In its coverage of the Google affair, the New York Times is now quoting regularly from the Global Times. What is perplexing is that the American reporters in Beijing only seem to be reading the English version of the paper! The Chinese version (known as Huanqiu Shibao [环球时报]) is a much juicier, more nationalistic, and, quite naturally, reflective of what Chinese people are actually reading in the PRC.

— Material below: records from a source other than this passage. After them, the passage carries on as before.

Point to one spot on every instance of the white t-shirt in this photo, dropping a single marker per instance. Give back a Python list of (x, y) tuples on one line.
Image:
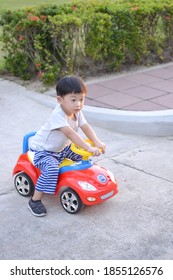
[(49, 137)]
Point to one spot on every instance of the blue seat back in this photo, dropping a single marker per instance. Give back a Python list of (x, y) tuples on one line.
[(26, 139)]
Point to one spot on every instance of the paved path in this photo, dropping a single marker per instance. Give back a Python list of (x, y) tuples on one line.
[(150, 89), (135, 224)]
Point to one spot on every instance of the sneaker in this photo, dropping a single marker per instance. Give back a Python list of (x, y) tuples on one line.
[(37, 208)]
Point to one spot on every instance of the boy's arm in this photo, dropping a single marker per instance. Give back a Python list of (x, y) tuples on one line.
[(77, 139), (90, 133)]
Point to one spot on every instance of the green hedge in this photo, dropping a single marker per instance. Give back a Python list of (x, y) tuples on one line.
[(86, 37)]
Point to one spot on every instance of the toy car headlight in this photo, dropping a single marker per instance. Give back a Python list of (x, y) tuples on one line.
[(111, 175), (86, 186)]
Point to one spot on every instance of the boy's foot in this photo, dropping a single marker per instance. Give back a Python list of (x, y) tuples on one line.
[(37, 208)]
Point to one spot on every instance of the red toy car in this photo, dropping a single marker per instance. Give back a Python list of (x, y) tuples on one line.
[(79, 183)]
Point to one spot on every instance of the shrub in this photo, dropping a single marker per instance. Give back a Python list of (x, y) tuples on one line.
[(86, 37)]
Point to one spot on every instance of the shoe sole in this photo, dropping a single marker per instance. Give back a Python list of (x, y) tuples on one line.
[(37, 215)]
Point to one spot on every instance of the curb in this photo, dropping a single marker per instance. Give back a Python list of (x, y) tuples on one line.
[(150, 123)]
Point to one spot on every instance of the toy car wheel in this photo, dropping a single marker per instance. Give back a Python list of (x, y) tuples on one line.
[(71, 201), (23, 184)]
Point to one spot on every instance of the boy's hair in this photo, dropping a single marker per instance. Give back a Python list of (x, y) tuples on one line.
[(70, 84)]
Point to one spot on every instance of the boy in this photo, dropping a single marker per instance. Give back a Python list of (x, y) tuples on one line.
[(51, 144)]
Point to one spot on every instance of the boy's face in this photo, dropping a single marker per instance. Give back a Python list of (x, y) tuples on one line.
[(72, 103)]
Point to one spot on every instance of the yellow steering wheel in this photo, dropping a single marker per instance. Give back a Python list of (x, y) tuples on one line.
[(78, 150)]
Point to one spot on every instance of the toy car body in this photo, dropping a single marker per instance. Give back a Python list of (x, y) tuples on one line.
[(79, 183)]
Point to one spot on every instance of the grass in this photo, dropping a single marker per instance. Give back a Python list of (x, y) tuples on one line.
[(18, 4)]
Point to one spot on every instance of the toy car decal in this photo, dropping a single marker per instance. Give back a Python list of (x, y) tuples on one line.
[(102, 178)]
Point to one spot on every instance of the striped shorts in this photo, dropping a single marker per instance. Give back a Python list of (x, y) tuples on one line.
[(48, 163)]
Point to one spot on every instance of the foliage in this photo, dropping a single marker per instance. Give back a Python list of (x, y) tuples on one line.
[(86, 37)]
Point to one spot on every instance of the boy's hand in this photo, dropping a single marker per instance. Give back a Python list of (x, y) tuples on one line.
[(94, 150), (101, 146)]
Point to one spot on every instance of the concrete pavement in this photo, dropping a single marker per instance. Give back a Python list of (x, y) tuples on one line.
[(135, 224)]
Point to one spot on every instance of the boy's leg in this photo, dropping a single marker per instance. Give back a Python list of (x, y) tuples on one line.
[(46, 183)]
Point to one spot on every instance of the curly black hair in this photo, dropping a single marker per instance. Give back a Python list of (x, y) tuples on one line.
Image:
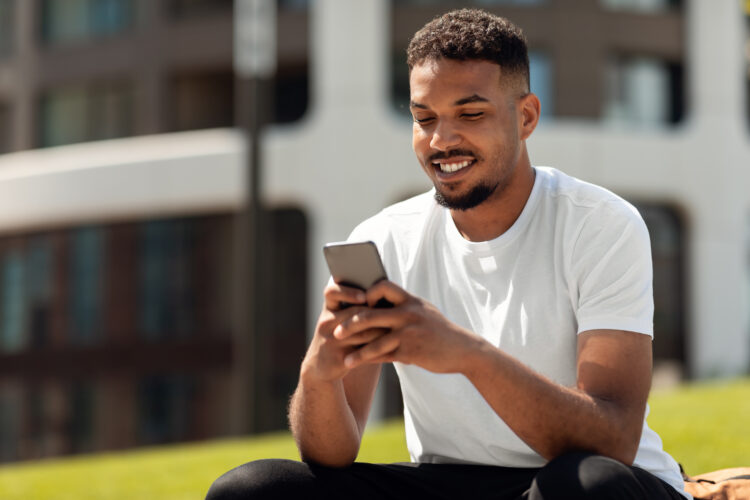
[(468, 34)]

The latest “big news page” set up by the Xinhua editors of the Huanqiu Shibao features a header which puts the Google issue into broader context and makes it clear that the CCP is now interpreting this issue within a mostly-nationalistic discourse:
Update: 发难 [fa1 nan4], the final characters in the above character, are defined as either a.) to rise in revolt or b.) to launch an attack. Thus the Huanqiu headliners manage to imply that the U.S. is encouraging a revolt within in China by its defense of “freedom of the internet” as well as mounting a frontal assault against “China.” (Note disapproving quotation marks: in the former case, to dispute the whole notion, in the latter case, to imply that “CCP” and “China” are not always wholly synonymous.) Thus, when an opponent of the construction of a faux-Confucian goal of a “harmonious society” (和谐社会) is found, language of the Warring States is ever appropriate. Who needs to resort to Mao’s evocation of “sugar-coated bullets of the imperialists” (帝国主义的汤炮弹) when you can call the assailant out into the open?